Grimes hesitated and the skin above his collar flushed red as he spoke. “You’ll forgive me, Miss Bonnie, but is it Mark’s boy you’re carrying?”

“No, Grimes,” she said, “it isn’t. That just wasn’t meant to be, Mark and I.”

“The general would’ve been pleased,” the man said. “We’d have made a fine pair of grandfathers, don’t you think? Jesus, we’d have carried on...”

Bonnie Caidin sat at the general’s desk and picked up the phone pad with Grimes’ writing on it.

Gordon answered at once in a voice so booming, so vibrant that she said, “Doobie, what is it? Have you been drinking?”

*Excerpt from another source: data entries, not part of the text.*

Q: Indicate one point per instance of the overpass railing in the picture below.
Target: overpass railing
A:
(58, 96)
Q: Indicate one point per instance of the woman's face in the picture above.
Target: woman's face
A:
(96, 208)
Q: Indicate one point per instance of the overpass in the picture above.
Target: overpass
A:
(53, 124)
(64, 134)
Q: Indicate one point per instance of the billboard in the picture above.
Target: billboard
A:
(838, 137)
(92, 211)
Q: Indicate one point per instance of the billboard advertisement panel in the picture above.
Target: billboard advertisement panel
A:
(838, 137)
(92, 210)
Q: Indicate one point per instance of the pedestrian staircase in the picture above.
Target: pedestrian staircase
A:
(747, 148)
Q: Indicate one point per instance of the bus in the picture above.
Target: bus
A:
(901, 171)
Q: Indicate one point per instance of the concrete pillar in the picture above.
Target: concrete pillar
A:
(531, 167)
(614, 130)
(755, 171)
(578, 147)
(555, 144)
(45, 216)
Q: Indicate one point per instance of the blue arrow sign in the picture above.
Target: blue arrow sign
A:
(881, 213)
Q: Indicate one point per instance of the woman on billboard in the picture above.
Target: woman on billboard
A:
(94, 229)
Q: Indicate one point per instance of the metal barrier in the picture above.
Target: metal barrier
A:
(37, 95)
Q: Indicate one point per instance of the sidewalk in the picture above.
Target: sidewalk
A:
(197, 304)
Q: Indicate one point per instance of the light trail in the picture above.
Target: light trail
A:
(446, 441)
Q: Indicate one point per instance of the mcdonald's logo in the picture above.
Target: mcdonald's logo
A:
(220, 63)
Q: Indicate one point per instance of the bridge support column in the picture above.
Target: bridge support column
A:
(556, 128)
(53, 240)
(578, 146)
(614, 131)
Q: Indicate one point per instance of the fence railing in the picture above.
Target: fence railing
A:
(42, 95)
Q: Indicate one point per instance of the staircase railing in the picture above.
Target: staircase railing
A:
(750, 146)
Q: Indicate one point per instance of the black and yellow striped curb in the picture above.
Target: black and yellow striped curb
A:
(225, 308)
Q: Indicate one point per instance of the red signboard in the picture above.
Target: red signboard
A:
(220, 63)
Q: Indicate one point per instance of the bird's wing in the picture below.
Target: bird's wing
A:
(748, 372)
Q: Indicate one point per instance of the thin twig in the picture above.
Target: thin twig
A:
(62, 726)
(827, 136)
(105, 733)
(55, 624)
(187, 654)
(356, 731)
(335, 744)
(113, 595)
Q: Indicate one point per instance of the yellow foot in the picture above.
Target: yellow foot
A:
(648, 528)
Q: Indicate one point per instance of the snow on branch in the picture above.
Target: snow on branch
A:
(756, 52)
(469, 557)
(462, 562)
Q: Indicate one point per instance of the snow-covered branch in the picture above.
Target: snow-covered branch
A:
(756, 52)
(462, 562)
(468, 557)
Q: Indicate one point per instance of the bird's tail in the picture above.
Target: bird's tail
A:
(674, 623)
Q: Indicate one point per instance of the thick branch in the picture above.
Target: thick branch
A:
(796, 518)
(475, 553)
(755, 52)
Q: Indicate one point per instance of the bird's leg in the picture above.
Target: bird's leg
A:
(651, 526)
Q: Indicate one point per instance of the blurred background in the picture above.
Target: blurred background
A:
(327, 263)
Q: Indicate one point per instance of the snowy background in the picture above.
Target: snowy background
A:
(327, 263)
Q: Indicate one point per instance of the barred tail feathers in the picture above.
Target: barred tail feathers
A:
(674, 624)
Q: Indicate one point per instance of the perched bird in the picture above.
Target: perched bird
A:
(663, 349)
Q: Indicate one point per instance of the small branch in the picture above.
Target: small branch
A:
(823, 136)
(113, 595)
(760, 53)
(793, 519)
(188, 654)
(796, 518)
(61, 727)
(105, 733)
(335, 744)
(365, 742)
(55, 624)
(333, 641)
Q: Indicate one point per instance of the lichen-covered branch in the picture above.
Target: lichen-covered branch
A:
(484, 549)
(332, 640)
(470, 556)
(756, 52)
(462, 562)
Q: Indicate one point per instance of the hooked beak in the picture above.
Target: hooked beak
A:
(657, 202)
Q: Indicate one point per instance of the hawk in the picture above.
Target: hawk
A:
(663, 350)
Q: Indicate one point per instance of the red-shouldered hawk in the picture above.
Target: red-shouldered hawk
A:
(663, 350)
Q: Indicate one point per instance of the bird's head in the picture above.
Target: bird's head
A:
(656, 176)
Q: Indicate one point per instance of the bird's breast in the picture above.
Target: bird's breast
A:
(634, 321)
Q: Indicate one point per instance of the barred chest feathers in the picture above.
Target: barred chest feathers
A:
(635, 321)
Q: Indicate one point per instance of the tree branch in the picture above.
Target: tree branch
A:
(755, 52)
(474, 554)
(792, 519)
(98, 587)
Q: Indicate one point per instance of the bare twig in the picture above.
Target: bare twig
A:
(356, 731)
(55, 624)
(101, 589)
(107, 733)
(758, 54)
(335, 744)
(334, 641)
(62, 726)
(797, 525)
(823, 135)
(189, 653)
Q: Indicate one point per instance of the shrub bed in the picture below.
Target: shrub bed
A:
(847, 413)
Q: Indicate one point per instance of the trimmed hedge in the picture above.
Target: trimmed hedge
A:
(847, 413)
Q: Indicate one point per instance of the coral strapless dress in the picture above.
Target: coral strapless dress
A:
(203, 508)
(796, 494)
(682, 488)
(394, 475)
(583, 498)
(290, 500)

“Drinking, hell, Bonnie. I’m just on one big success high. When you get to the bottom of a case as deep and rotten as this one, it’s like sniffing pure oxygen. Get your pencil ready, lady.”

“Doobie,” she said, “I’m off duty. I haven’t even called the office since Grimes drove me down here.”

“Don’t give me that, Bonnie. You’re too pro to turn down a byline on something like this. The whole city is upside down, I’ve had a hard time protecting it for you, but remember, Mark said this would be your story.”